The documents, from China’s Leading Group of Internet Financial Risks Remediation, asked local authorities to leverage not just electricity prices, but also land use, tax, and environmental regulations to pressure miners to leave the business. An official contacted by Quartz confirmed the authenticity of some of the documents, but wouldn’t comment on others.
The majority of the world’s Bitcoin mining is located in China, and the effects of even an “orderly exit” are unclear. Some Chinese cryptocurrency mining operations are already moving out of the country, but they may not be able to reproduce the cost advantages they had in China.
The Bitcoin protocol, and most other cryptocurrencies, are designed to increase incentives for miners when there is a decline in overall power on the network, so at least in theory, the decline of Chinese mining power could create an opportunity for new operators elsewhere. That could actually be good for the long-term health of the ecosystem, whose proponents have long been anxious about the risks of the concentration of miners in a single, often opaque authoritarian state.
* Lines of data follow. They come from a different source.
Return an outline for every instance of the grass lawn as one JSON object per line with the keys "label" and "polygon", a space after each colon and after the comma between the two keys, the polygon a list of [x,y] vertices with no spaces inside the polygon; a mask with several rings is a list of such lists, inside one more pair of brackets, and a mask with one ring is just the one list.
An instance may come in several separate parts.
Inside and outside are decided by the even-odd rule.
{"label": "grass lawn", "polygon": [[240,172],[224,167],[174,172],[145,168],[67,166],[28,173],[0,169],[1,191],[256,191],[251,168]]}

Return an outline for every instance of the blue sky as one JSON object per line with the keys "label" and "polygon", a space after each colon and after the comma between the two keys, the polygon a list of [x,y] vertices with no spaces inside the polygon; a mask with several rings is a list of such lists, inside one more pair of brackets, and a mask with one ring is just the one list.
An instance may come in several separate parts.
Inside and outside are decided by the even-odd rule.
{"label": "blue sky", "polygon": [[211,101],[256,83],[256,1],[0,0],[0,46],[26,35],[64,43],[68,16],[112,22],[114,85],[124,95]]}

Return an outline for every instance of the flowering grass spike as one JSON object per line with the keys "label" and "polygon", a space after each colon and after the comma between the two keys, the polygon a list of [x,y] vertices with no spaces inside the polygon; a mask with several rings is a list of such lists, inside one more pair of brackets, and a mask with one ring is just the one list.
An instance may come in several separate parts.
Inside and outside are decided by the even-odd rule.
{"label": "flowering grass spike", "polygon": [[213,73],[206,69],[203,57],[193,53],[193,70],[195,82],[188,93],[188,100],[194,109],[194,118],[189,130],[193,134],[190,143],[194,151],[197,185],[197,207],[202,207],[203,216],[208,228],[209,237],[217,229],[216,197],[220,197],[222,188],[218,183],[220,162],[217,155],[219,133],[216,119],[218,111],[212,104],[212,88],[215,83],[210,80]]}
Update 1:36 EST: Late Monday morning, CoinMarketCap announced that it had removed a number of Korean cryptocurrency exchanges from its indexes because of “extreme divergence in prices from the rest of the world and limited arbitrage opportunity.” The delisting, which was made without prior announcement, appears to have taken place at midnight on Sunday U.S. EST. Some of the price drops discussed above were amplified by the change.